Trois ans après Baked, une splendeur pop impensable de la part d’un jeune groupe français, Extraa reviennent et… doublent la mise avec un Out of Phase tout aussi beau, et qui plus est moins évidemment référencé.
On avait, il faut bien l’admettre, un peu perdu la trace d’Extraa depuis la mi-2020, quand leur premier album, Baked, nous avait frappé en plein cœur. On en était resté avec ce sentiment doux amer qui subsiste après un amour de vacances : des moments trop beaux pour être vrais, une musique lumineuse comme un été qui ne pouvait pas durer,… alors on s’était résigné à revenir aux guitares plombées et aux chansons sombres d’une époque qui ne sourit pas beaucoup. Et on a attendu ce deuxième album, dont le groupe nous avait promis qu’il sortirait très vite, puisque des chansons étaient déjà prêtes. On a attendu. Et rien n’est venu. Jusqu’à ce que, badaboum, habillé dans une pochette aussi superbe que (relativement) mystérieuse, voici que notre amour perdu revient : Out of Phase est une nouvelle merveille pop qui, d’un côté, reprend les choses là où on les avait laissées, dans la ligne d’une tradition psyché anglaise de la fin des années 60 (Beatles, Stones, Kinks, Pink Floyd de Syd Barrett, tout ça…). Mais qui, et c’est un progrès important, semble avoir pris une certaine distance avec ces sources d’inspiration forcément envahissantes.

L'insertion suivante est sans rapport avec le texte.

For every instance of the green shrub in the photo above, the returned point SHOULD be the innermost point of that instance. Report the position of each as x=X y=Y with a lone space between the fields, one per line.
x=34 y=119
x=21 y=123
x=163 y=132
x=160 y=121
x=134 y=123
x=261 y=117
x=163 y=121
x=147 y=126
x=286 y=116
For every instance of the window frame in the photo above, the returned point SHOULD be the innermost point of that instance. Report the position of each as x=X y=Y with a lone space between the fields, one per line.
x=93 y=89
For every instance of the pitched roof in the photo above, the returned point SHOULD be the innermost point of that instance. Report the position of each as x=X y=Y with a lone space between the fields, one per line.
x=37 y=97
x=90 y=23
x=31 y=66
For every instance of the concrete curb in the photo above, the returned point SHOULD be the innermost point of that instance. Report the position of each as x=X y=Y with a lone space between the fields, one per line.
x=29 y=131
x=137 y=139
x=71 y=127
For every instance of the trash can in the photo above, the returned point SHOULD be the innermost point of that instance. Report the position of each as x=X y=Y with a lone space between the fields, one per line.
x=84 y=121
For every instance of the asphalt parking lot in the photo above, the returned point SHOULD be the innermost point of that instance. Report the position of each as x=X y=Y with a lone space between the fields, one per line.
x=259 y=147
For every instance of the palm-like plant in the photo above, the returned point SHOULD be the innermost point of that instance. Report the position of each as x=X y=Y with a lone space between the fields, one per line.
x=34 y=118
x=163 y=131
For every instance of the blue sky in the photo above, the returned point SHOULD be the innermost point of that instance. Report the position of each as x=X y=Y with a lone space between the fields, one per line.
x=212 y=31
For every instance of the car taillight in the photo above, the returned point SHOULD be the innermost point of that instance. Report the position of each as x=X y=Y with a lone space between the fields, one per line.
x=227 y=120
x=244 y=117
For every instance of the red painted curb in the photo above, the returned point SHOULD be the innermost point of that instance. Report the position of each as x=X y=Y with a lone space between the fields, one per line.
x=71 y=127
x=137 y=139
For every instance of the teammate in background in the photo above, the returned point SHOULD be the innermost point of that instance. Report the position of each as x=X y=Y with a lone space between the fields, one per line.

Dès le magique Somewhere qui ouvre l’album, on retrouve le chant envoûtant d’Alix Lachiver posé sur une musique suave et accueillante, qui remet de la lumière en ce début d’hiver sinistre, qui donne envie de se lover dans cet univers doux, où la mélodie pop « classique » règne. Eden Boy introduit des guitares plus présentes, plus agressives (mais jamais lourdes), qui actualisent élégamment la musique d’Extraa, et la positionne clairement en 2023… même si il ne manquera pas de petits malins qui pointeront que c’est surtout là l’ajout de nouvelles influences shoegaze ou indie rock des années 90, ce qui, évidemment, n’est pas totalement faux. Blue Jeans, sur une rythmique reggae (eh oui !) sautillante, ouvre grand encore le sac magique d’Extraa et déballe des guitares belliqueuses, des « la la la » qu’on chantera immédiatement et une autre mélodie irrésistible : l’un des sommets de l’album, qui s’apparente néanmoins à une course poursuite sur les cimes. All Good est un morceau « à étages », quasi cinématographique, qui fait défiler des images dans nos têtes, au fur et à mesure qu’il passe d’une musique de série TV policière à dream pop romantique et urbaine en passant par une surf pop évoquant les plages californiennes.
God est tout simplement sublime : posée sur des cordes nostalgiques, puis sur une orchestration délicate, la voix d’Alix évoque une tristesse sublime, quelque part – et c’est un gros compliment que voilà – du côté des grandes réussites qui nous ont brisé le cœur de EELS. I live in Reverse (part I & II), avec ses presque cinq minutes, est le titre le plus long, le plus complexe aussi de l’album : dans l’esprit des mini-opéra rock de poche dont les groupes psyché étaient férus au milieu des années 60, voilà une construction arachnéenne pour funambules qui retombent toujours sur leurs pieds, et sans doute le seul titre du disque qui nécessitera plusieurs écoutes pour en goûter toute la saveur.
Saint Serge (Gainsbourg ?) a un format plus classique, mais se referme sur un joli et bref jeu de cordes. Jay renvoie au passé folk d’Alix, et offre une rupture de ton rafraîchissante, avec l’inclusion d’une harpe qui enrichit le morceau. Quand la ville dort est une reprise d’un titre de Niagara – pas l’un de nos groupes préférés, mais pourquoi pas ? – et nous offre un duo vocal entre Alix et Loïc Fleury (Nautilus) : du côté positif, c’est très intéressant d’entendre Alix chanter en français, ce qui prouve qu’Extraa pourraient investir plus dans leur langue maternelle ; de l’autre, c’est une chanson qui s’avère trancher franchement avec le reste de l’album, et qui n’a pas vraiment sa place ici. L’album se clôt sur King Arthur, une conclusion enlevée qui voit le groupe faire allégeance à la pop anglaise de la plus belle manière…
Espérons qu’il ne nous faudra pas encore attendre 3 ans pour un troisième album qui sera, forcément, celui de la consécration planétaire pour Extraa. Il ne saurait en être autrement.